Sexual and pornography addictions are also related to childhood sexual abuse. Usually prostitutes and exotic dancers have a history of childhood sexual abuse. Often there is a predisposition to addiction from a history of emotional pain, with childhood sexual abuse being a precursory factor. Sexual addiction destroys families and promotes STD’s through careless encounters. When the behavior is unwanted by one of the participants, it is a crime. Often the sexual addition is pedophilic in nature due to the confusion of adult sexual roles. Some males use pornography to undermine another’s resistance to deviancies. Pornography is used to persuade a woman or child to engage in certain acts, and to undermine their resistance, refusal, or disclosure of these acts, which end in the abuse of the woman or child. Pornography often sexualizes dominance and submission, eroticizing sexual abuse. The laws of social learning suggest that viewers of pornography can develop arousal responses to depictions of assaultive behavior by repeated association. Sexual experiences during or after the film reinforce the association. Pornography predisposes some males to rape, while undermining their social inhibitions against it. Behaviors modeled in pornography often subordinate and violate women and viewers will likely imitate the portrayed behaviors. Many women have been forced to participate in the use of pornography against their will, or are forced or coerced into sex they do not want by men using porn. Women are manipulated into so-called sex play, making them vulnerable to date rape.

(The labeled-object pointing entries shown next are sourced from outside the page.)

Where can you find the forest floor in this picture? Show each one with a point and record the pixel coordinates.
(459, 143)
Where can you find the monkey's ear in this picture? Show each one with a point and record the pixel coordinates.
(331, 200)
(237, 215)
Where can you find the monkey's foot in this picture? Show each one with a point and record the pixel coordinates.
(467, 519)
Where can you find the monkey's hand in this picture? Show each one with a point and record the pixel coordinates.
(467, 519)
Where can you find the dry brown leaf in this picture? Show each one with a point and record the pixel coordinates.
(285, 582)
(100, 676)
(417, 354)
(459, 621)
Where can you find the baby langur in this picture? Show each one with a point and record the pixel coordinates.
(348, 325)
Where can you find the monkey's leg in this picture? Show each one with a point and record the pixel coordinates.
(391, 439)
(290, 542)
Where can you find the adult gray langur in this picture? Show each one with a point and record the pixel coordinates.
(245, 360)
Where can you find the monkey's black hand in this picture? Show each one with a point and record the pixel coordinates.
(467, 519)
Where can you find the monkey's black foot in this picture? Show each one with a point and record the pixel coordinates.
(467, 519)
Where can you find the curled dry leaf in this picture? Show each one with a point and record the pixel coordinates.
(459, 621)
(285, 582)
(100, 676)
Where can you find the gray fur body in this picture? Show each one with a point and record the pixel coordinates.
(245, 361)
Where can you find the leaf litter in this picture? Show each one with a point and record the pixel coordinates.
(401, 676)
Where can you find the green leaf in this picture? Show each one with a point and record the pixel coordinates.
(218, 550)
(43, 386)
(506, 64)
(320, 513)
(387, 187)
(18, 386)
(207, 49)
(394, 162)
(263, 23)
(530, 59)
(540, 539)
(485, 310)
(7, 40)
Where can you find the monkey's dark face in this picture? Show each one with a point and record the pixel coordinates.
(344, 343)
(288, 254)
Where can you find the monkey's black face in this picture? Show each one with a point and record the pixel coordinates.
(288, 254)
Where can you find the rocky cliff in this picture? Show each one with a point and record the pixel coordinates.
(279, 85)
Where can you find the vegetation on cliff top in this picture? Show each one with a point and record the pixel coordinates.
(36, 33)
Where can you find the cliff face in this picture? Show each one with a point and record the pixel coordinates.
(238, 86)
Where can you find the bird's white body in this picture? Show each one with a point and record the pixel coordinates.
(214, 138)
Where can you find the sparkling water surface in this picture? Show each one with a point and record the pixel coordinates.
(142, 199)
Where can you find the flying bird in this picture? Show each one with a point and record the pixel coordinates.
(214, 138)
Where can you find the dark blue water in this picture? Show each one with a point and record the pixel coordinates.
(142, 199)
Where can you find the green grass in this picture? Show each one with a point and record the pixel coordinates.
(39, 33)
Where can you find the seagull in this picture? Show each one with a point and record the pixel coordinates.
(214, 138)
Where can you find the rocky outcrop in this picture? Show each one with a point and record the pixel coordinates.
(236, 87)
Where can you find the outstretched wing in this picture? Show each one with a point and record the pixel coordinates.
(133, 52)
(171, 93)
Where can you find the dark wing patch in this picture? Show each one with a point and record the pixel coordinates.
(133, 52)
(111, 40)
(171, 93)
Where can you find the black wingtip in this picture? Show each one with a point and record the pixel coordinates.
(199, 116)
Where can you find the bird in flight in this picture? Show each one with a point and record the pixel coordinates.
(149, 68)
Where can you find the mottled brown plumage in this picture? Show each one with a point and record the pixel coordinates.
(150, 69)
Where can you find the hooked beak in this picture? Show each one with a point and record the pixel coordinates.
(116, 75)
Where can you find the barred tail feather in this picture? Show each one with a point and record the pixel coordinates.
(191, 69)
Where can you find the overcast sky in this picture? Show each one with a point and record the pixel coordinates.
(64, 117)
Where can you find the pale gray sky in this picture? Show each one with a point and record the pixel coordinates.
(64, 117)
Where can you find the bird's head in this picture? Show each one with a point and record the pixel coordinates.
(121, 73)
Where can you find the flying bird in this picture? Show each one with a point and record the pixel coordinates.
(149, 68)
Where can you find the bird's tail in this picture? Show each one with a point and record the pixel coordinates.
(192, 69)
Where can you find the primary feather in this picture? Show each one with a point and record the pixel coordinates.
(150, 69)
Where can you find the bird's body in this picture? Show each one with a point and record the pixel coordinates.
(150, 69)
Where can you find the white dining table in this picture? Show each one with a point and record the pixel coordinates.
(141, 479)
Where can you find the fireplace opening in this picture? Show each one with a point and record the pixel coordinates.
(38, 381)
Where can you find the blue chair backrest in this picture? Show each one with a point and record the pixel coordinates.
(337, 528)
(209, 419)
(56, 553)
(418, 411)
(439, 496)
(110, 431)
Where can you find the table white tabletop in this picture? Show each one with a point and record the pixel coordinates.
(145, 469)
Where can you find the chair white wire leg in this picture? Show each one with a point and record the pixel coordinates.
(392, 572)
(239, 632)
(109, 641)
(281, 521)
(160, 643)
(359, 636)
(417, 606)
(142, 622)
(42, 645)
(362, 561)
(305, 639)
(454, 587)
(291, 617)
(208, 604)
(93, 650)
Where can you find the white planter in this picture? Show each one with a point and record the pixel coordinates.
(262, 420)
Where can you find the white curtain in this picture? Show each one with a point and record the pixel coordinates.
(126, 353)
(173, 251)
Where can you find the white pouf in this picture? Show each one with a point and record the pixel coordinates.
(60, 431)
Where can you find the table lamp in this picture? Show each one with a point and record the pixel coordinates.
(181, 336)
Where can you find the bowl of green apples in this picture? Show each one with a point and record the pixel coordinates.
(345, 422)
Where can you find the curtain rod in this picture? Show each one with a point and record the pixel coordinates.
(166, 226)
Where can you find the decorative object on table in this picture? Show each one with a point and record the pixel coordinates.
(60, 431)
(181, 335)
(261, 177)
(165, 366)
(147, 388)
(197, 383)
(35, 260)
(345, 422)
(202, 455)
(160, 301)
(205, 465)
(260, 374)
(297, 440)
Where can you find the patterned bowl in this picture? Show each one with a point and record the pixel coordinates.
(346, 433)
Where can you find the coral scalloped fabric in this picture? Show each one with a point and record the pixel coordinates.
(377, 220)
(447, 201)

These and many other addictions have a common thread of truth running through them, that is that childhood sexual abuse and other traumatic events of the like are often the precursory factor. Many of our own addictions, whether they are positively or negatively influenced, are directly related to people and events of the preceding generations. When we understand the principles of cause and effect, limits and consequences, and privileges and responsibilities, then we can move toward a psychologically healthier lifestyle, as well as a spiritually fulfilling inner-being. When we recognize that our behaviors sometimes stem from early abuses, but that we can choose to change our behavior to make our own and our children’s world a better place, then we have overcome our servility to that abuse. Dependence on God, rather than on our addictive and abusive behaviors is the key factor in spiritual growth. Jesus Christ stated that “The truth will set you free.” We need to truthfully discern which sins are those of our abusers, see how they affected our personal decisions, and then acknowledge our own sins as well. Scripture tells us to “confess our faults one to another and pray for one another that we may be healed.” If we expose the truth of our abuse to the light of Jesus Christ, and depend on God’s grace to show us our own sins, then we can move toward that abundant life we are promised in the Scriptures. Jesus came to give us life and give us life more abundantly. We need to move beyond blaming our personal sins and addictions on our abuser’s behavior, acknowledging them as our own responsibility, and seek God’s mercy, for God is just to forgive those who ask for it. Whenever we humbly expose ourselves to the light of truth, we will triumph in God’s grace and have eternal life in God’s glory, as well as abundant life here on earth. For we are overcomers by the blood of the Lamb and by the word of our testimony. It is our responsibility to give testimony to others to what Jesus has done in our hearts and lives, so that by that truth they may also be healed.